Лаклесс. Но я говорю всерьез и от тебя жду серьезности. Ты же знаешь, как плачевны мои дела и как богата твоя матушка. Право, это будет весьма благоразумный поступок!

Хэрриет. Уж такой благоразумный, страх! (Смеется.) Люди скажут: «Господи милостивый, а мы и не знали, что у мистера Лаклесса столько благоразумия!» Подобный шаг заставит сразу позабыть о всех ваших прежних безрассудствах.

Лаклесс. Еще бы! Но, милочка Хэрриет, могу ли я решиться навсегда потерять тебя? Однако при том, как теперь обстоят наши дела, я не вижу возможности для нашего счастья. Что ж, буду утешаться тем, что сумел быть тебе хоть сколько-нибудь полезным! Поверь, все мое существо противится мысли о нашей разлуке. Будь я в силах жениться на тебе…

Хэрриет. О, я весьма вам признательна! Я, конечно, вам верю, можете не клясться!

Лаклесс. И ты так легко уступаешь благоразумию и готова расстаться со мной? Я бы не хотел, чтоб мое счастье покупалось ценой твоего.

Хэрриет. Благодарствуйте, сударь! И вы еще можете меня попрекать?… Нет, ваше тщеславие невыносимо!…

Лаклесс. Итак, я решился! Отныне, моя хозяюшка, я ваш!

Хэрриет. Погодите, сударь! Мне еще надо вам кое-что сказать. Вы мерзавец! И знайте: я это не в сердцах, я просто не понимаю, как я могла хорошо о вас думать, что за дура была! (Плачет.)

Лаклесс. Ха-ха-ха! Ну вот, попалась! Да неужто ты могла решить, милочка

Хэрриет, что я все это всерьез?

Хэрриет. А вы, значит, не всерьез, да?

Лаклесс. Расстаться с тобой – сама подумай! Хорошенькая женщина меньше дорожит своей внешностью, а вельможа – властью, чем я тобой.

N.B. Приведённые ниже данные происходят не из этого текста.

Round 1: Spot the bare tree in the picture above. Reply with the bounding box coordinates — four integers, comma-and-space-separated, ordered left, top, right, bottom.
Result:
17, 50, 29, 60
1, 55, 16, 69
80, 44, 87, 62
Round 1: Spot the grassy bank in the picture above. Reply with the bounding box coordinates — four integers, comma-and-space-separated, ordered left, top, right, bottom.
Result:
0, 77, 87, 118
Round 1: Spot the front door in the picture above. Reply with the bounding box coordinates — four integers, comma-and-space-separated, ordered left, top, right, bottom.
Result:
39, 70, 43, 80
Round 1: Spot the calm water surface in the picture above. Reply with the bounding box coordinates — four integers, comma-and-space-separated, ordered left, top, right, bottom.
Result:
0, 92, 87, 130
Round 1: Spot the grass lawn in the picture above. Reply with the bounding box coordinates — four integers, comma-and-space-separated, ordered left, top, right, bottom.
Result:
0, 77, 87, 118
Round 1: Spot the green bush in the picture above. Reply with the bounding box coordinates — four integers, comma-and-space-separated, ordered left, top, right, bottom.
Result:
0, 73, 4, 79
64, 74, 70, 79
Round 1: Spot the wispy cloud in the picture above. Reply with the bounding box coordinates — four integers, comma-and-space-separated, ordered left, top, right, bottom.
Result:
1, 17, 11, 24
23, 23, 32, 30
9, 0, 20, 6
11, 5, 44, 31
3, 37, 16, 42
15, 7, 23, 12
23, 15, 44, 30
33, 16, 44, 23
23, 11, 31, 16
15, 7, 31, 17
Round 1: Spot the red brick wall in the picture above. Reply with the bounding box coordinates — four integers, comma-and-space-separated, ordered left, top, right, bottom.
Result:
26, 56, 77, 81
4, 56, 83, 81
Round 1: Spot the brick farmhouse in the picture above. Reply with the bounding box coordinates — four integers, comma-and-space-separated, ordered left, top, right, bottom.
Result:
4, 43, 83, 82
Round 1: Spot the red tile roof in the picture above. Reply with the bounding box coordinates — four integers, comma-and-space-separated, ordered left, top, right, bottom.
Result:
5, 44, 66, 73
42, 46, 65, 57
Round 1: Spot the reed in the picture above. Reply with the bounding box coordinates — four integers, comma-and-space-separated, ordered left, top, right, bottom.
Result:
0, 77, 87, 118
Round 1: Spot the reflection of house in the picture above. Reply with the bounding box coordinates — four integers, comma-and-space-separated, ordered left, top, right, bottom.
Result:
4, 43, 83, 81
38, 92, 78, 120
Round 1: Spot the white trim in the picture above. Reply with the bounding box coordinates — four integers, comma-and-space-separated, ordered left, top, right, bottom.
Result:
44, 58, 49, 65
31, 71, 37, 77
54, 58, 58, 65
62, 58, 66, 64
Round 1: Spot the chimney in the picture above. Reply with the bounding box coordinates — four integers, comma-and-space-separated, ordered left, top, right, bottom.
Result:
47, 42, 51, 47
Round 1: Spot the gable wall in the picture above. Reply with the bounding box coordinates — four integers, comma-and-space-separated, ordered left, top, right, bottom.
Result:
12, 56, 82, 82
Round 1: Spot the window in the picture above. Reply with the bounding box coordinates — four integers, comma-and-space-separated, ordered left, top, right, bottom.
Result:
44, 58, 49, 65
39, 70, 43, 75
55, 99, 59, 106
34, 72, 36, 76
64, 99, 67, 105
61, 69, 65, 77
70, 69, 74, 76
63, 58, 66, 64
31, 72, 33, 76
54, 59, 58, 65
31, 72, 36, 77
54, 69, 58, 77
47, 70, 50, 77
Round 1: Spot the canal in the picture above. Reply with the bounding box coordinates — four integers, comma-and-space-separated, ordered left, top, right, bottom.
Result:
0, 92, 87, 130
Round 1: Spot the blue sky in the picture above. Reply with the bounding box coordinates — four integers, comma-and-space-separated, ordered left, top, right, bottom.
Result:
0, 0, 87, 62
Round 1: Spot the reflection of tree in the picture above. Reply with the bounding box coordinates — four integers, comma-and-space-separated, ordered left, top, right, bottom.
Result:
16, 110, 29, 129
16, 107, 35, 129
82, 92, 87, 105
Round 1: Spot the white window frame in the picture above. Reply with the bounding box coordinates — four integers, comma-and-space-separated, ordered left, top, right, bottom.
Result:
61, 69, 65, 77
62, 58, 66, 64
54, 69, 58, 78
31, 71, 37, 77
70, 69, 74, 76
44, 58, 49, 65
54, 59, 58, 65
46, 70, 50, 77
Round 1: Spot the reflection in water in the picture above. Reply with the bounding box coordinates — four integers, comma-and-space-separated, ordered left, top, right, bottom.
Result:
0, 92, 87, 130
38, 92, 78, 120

Xэрриет. Ах, как мне хочется верить в искренность ваших чувств!

Лаклесс.

Быть с тобою, Хэрриет,

Исступленно жажду я,

Тысячи преград и бед

Одолеет страсть моя!

Честолюбец влезет в ад,

Чтобы обрести почет,

А повеса для услад

Сотню миль пешком пройдет.

Что не сделает скупой,

Чтоб набить мошну свою!

Что не вынесет святой,

Чтоб по смерти быть в раю!

Всем рискну в своей судьбе,

Все исполню, ибо знай:

Для меня в одной тебе

Деньги, честь, услады, рай!

Xэрриет.

Сколько есть на свете бед

И препятствий – все, любя,

Одолеет Хэрриет

Для избранника – тебя.

Все кокетка сокрушит,

Чтобы оседлать успех;

Как ханжа не согрешит,

Чтоб святою слыть у всех!

Шлюхе, словно мухе мед, —

Экипаж шестериком,

И вдова на все пойдет,

Чтоб улечься с пареньком!

Я ж мечтаю лишь о том,

Чтоб со мной ты был, со мной:

Ты закон мой, ты мой дом

И карета шестерней!

Голос миссис Манивуд (из внутренних комнат). Хэрриет, где ты?!

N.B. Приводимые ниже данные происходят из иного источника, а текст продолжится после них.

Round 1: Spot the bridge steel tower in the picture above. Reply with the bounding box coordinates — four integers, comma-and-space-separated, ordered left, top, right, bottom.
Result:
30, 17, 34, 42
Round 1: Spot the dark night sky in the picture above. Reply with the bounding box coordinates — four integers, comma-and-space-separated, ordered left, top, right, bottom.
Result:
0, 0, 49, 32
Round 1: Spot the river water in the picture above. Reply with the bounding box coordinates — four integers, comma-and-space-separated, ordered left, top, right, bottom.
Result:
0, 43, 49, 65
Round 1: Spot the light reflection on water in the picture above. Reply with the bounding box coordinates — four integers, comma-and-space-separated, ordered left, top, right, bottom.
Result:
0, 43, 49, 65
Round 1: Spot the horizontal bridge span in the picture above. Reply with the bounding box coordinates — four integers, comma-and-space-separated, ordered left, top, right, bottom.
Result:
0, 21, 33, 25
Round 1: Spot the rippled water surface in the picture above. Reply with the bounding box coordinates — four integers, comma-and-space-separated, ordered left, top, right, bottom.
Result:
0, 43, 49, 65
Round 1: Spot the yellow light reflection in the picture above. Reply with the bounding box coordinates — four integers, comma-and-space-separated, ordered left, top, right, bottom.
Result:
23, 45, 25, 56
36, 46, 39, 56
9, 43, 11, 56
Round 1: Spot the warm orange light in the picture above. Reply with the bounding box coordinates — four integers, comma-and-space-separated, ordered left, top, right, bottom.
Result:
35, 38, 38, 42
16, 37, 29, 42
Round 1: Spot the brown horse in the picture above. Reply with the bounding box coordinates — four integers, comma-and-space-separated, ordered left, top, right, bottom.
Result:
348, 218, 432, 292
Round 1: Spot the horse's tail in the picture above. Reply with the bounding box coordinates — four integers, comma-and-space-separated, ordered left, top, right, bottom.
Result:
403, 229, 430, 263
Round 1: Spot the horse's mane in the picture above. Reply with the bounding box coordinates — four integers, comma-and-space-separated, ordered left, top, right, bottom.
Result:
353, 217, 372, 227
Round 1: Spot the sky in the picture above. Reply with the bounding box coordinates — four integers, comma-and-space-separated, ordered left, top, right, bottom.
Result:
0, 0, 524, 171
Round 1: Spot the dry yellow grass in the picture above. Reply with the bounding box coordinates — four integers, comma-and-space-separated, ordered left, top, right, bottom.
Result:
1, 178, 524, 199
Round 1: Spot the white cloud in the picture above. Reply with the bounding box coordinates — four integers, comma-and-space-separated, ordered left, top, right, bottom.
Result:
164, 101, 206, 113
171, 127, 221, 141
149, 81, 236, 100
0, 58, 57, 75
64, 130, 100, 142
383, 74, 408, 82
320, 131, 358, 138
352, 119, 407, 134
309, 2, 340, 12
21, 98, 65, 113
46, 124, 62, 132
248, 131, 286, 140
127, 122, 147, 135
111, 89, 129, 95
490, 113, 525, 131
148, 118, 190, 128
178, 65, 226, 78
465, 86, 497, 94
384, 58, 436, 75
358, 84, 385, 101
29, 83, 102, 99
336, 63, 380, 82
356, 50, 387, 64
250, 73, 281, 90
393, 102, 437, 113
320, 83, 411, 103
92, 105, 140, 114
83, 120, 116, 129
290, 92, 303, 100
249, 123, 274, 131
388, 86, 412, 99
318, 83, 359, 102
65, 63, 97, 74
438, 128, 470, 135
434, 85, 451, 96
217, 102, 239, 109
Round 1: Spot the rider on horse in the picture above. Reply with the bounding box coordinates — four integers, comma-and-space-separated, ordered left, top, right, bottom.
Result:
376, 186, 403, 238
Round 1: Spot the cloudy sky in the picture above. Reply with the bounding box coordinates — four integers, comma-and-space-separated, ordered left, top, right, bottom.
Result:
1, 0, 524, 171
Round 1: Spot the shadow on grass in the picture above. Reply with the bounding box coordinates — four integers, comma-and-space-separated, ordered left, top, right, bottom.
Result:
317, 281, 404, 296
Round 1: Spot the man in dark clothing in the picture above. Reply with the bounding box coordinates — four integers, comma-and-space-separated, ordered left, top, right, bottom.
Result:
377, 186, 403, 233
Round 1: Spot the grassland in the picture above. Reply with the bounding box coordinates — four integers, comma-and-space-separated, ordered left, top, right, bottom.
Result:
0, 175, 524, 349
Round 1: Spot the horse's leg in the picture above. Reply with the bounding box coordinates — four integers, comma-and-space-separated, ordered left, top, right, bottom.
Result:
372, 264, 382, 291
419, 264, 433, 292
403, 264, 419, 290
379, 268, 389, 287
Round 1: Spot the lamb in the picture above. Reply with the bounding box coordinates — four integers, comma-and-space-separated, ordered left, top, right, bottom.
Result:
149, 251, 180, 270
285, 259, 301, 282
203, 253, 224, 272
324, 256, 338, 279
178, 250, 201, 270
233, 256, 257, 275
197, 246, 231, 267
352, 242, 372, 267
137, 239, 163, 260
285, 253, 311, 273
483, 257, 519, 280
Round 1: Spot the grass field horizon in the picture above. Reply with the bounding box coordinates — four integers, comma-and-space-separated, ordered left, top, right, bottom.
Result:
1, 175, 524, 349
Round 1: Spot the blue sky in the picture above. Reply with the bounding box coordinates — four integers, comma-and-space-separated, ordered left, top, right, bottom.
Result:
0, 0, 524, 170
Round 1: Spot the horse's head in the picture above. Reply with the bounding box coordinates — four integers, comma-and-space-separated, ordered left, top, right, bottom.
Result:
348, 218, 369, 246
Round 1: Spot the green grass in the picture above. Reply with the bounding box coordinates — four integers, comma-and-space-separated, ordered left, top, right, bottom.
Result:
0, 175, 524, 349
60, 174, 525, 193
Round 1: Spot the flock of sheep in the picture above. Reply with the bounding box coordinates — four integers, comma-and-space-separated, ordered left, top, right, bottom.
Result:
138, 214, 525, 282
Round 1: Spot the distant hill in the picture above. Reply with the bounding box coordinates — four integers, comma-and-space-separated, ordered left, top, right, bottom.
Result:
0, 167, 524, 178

Xэрриет. Я слышу трубный глас! Прощай! При первой же возможности я опять загляну к тебе.

Лаклесс. Прощай, моя прелесть. Держись и не сдавайся – будь примером для всех женщин!

Хэрриет уходит.


Явление четвертое

Лаклесс, Джек,

Лаклесс. Ну, что слышно?

Джек. Значит, был я, с позволения вашей милости, у милорда. Их светлость велели благодарить вас за любезное предложение прочесть им вашу пьесу, но, поскольку они страсть как заняты, просят их извинить. Еще был я у мистера Кибера [14], так тот вообще не дал ответа. А вот мистер Маккулатур сейчас сам сюда пожалует.

Лаклесс. Послушай, Джек!…

Джек. Что прикажете, сударь?

Лаклесс. Возьми там мою вторую шляпу и снеси ее в заклад.

Джек. Куда мы все носим?

Лаклесс. Ну да. А на обратном пути заверни в кухмистерскую. Так или иначе, но должна же голова помочь мне набить брюхо!


Явление пятое

Лаклесс, Уитмор.

Лаклесс. Тебя ли я вижу, дружище Уитмор?!

Уитмор. Меня, дорогой, меня.

Лаклесс. Ну как это мило с твоей стороны! Когда в наш век друг не бросает тебя в беде, это – нежданный подарок судьбы. А эта дама с некоторых пор не балует меня вниманием.

Уитмор. Зато, как мне ведомо, балует другая, и притом – с давних пор.

Лаклесс. Ты про кого?

Уитмор. Про ту, которая жалуется, что ты совсем ее забросил, – про миссис Лаввуд.

Лаклесс. Ты что, все еще к ней ходишь?

Уитмор. Забегаю иногда, когда выдастся часок. В дурном настроении я не могу обойтись без такой пищи, как столичные сплетни. Не всякая сводня так рьяно выискивает непорочных девиц, как наша знакомая – женщин с опороченной репутацией.

Лаклесс. По-моему, второе занятие куда пакостней.

Уитмор. А ты, я вижу, по-прежнему остаешься поклонником женщин.

Лаклесс. Женщин и муз – поэтому в кармане у меня ветер свищет.

Уитмор. Как, ты все еще не излечился от пристрастия к сочинительству?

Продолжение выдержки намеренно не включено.